Beloc’s face darkened, the anger so briefly complete and uncontrolled that Holland was again reminded that the boy was only sixteen years old. It was odd to see such sincere rage on a face so young, to see the same hatred that had overtaken Holland’s thoughts reflected on Beloc. What had he lost? Holland wondered the same of all the guards, but even more so when it came to the ones who had been allowed to keep their minds, rare though they were. Everyone had lost something when Athos had brought them here, something that was so much more than their present. What had been in Beloc’s future that he now had to reconcile the loss of? Holland vaguely remembered a time where he had wanted to save his world; where he had thought he might just manage it. That was a distant memory now. What was Beloc leaving in the past, forever unfinished?
Holland didn’t ask. He wondered, but he never asked. There was no point. His own loss was too great to bear; he had no interest in shouldering anybody else’s.
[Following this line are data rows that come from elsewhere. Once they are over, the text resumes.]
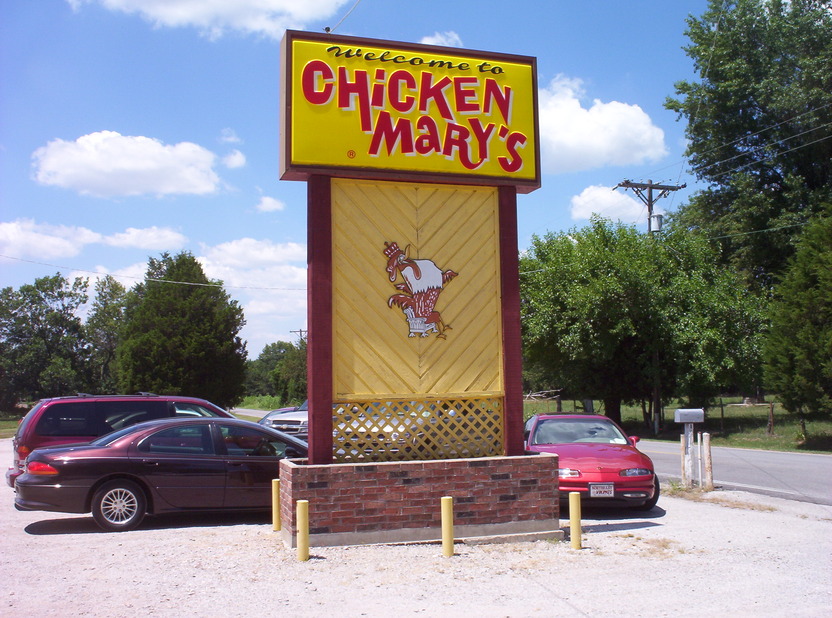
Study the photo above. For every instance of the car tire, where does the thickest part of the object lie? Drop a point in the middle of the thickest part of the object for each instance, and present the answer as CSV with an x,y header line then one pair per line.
x,y
652,501
119,505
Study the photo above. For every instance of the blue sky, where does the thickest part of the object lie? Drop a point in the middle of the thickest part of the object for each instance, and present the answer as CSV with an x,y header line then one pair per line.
x,y
133,127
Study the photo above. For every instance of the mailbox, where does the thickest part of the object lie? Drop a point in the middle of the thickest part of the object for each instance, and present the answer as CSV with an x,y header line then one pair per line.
x,y
690,415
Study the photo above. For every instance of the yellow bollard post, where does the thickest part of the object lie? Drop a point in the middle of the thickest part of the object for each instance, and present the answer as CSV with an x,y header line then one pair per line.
x,y
275,505
447,503
303,530
575,519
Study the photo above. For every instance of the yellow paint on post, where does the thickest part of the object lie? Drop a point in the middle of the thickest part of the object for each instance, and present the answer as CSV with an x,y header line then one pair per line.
x,y
447,526
575,519
275,504
303,530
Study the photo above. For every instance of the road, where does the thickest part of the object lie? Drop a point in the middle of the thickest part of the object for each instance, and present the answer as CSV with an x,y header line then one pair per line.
x,y
806,477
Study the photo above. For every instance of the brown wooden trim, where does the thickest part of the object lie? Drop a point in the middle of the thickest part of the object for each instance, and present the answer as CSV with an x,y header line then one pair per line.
x,y
319,316
512,345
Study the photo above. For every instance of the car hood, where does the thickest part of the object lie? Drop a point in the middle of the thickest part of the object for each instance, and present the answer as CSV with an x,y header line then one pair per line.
x,y
590,454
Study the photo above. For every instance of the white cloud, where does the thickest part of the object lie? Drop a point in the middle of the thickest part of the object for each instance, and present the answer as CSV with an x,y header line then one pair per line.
x,y
234,159
269,280
269,204
229,136
609,204
248,253
447,39
108,164
25,238
213,18
153,238
574,138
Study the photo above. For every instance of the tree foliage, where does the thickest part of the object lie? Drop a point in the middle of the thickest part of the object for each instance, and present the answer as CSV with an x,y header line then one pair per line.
x,y
181,334
102,327
799,347
758,127
43,351
610,313
289,375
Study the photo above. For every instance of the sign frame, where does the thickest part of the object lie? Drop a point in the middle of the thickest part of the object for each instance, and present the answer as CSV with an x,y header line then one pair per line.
x,y
298,169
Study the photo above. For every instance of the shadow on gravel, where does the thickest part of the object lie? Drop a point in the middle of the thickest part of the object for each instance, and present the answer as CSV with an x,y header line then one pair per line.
x,y
612,520
86,525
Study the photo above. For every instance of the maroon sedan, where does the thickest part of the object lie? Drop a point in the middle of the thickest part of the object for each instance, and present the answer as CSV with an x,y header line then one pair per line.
x,y
156,467
595,458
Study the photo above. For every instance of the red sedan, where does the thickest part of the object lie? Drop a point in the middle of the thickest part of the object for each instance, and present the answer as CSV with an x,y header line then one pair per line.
x,y
595,458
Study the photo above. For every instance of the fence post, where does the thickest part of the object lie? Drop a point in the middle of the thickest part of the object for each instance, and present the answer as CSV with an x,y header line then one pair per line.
x,y
709,466
575,519
275,504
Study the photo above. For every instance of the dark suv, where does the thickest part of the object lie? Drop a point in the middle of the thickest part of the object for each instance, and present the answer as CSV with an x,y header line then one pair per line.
x,y
66,420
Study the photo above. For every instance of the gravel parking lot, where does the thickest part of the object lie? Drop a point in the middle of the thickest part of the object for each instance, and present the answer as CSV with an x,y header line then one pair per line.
x,y
731,552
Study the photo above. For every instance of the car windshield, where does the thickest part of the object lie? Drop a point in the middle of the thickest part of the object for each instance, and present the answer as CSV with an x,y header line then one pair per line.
x,y
565,431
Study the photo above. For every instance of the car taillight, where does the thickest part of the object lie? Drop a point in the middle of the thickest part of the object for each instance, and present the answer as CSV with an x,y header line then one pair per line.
x,y
38,467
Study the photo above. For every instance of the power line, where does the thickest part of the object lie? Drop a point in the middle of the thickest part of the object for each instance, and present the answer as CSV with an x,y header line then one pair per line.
x,y
191,283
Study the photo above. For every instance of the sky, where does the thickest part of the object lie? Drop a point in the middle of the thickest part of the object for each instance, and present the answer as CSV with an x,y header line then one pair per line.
x,y
129,128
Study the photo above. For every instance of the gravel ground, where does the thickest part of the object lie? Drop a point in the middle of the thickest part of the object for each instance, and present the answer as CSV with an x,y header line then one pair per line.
x,y
730,552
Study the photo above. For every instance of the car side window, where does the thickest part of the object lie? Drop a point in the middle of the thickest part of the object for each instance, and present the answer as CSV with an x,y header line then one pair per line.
x,y
251,442
184,440
188,409
69,419
120,414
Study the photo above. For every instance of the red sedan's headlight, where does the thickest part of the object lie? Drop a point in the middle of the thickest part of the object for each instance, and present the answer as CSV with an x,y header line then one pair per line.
x,y
38,467
635,472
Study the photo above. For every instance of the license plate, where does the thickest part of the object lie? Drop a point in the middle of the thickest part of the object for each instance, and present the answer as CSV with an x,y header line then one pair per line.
x,y
602,490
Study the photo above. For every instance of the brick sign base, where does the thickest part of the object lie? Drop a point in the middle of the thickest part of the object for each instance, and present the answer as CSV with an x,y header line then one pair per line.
x,y
393,502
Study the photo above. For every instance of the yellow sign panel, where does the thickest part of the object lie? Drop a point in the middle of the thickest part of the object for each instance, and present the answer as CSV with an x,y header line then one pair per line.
x,y
370,106
416,291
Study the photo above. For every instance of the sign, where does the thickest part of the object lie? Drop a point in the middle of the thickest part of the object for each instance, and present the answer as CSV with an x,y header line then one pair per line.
x,y
386,110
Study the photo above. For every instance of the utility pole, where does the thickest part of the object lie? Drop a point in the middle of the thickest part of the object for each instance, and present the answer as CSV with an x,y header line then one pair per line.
x,y
649,199
639,188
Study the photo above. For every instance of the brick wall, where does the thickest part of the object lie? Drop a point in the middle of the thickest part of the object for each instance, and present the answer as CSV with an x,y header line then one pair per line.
x,y
390,501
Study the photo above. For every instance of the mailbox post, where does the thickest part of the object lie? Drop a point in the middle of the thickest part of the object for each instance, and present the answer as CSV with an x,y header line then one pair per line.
x,y
688,416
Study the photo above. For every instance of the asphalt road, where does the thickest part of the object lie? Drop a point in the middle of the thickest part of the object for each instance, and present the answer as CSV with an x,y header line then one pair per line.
x,y
806,477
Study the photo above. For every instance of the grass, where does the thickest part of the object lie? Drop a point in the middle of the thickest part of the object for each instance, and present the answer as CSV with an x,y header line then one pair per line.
x,y
265,402
730,424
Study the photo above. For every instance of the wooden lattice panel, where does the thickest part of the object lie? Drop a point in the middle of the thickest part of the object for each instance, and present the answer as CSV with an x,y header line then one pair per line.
x,y
417,429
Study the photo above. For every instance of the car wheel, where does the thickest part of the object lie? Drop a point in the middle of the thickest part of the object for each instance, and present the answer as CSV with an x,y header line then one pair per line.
x,y
652,501
119,505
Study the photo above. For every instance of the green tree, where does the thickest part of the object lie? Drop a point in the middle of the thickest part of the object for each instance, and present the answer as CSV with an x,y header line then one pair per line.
x,y
289,375
44,352
181,334
259,379
758,127
102,326
613,314
798,350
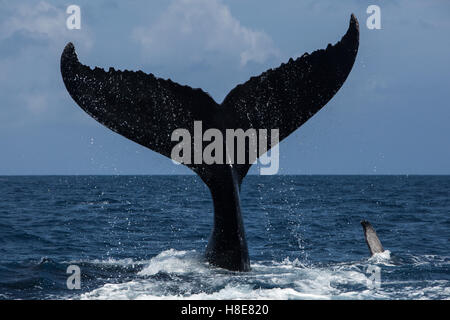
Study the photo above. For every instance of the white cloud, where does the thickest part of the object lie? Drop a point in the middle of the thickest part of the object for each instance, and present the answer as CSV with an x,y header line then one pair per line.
x,y
191,31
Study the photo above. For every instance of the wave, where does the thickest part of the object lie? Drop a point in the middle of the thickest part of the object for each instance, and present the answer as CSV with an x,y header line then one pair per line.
x,y
176,274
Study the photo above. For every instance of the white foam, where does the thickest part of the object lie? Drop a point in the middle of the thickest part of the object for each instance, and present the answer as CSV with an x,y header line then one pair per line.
x,y
184,275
“There’s no way to win against him, is there?” Beloc asked, his voice dull.
“No,” Holland said simply. “There isn’t. All you can do is take what you can get.”
“And what’s that?” Beloc snapped. “What’s taking what you can get, for you?”
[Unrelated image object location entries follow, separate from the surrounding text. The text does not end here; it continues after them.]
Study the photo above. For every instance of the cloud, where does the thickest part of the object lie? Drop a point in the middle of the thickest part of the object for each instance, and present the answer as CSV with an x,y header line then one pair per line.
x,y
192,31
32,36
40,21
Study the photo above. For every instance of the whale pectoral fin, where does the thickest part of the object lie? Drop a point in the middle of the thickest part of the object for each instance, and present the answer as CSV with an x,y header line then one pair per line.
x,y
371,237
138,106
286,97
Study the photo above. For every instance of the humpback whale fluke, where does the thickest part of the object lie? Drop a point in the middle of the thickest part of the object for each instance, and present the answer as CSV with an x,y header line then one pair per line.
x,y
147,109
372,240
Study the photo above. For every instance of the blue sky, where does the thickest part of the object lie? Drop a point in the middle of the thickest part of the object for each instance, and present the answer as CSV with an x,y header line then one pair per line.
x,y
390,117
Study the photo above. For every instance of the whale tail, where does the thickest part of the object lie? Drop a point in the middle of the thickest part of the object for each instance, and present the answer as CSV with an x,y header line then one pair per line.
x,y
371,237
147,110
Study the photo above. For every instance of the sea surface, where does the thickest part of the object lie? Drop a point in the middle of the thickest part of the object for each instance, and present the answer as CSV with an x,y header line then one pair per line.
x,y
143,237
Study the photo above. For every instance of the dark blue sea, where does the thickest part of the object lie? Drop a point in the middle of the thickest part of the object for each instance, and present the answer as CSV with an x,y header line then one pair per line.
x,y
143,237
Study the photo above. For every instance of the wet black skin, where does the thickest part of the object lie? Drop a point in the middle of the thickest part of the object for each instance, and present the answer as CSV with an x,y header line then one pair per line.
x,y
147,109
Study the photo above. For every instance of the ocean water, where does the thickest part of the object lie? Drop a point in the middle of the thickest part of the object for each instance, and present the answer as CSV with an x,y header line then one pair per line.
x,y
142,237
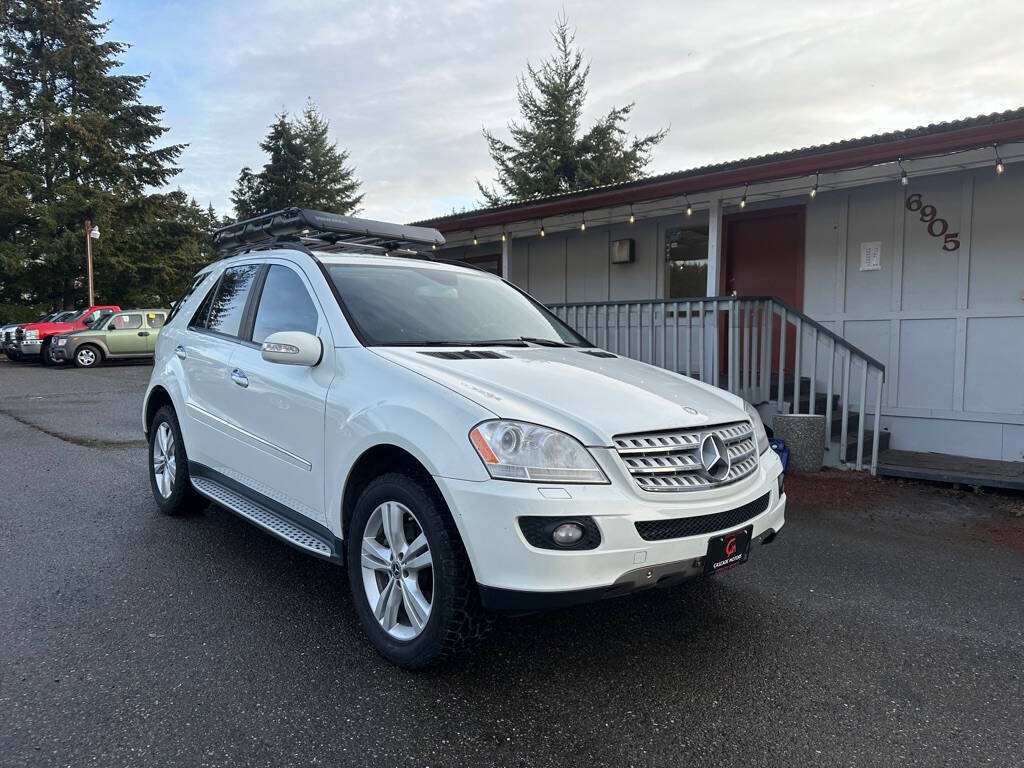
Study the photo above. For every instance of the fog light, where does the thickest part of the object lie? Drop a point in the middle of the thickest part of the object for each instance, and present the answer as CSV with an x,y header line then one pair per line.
x,y
567,534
“This,” Holland said. “When the castle is quiet. When I have no need to anticipate any summons. It is not much, but it is mine.”
“How do you know?” Beloc asked. “How do you know he won’t need you?”
“It is always a risk,” Holland admitted, “but the Danes keep surprisingly normal hours. Even monsters sleep.”
Beloc snorted, looking down at the floor again. For a long moment they were silent, the castle heavy and still around them. Beloc shifted from foot to foot again and then glanced up, looking around the small hallway – his makeshift prison for however long Athos decided to leave him there.
“I’ll find a way,” Beloc said, the determination in his voice surprising after its previous dejectedness. “I don’t care how, but I’ll find a way to escape him. If there’s a way to get myself killed, I’ll find it.”
“I don’t doubt it,” Holland said.
Beloc searched his face for a moment, before evidently deciding to believe he was sincere. Holland was, of course. He would never underestimate a person’s determination to get away from Athos, and certainly not when he considered the lengths he would theoretically go to. The fact that it was an impossibility didn’t matter. The intent was the same.
The silence fell again, and this time Holland turned, heading back down the hallway and towards the stairs. Just before he reached them he looked back, and just as he passed out of view he spotted Beloc watching him go. The boy was standing right at the end of the hallway, his hands half-raised at waist height, his fingers pressed against some invisible barrier only he could feel.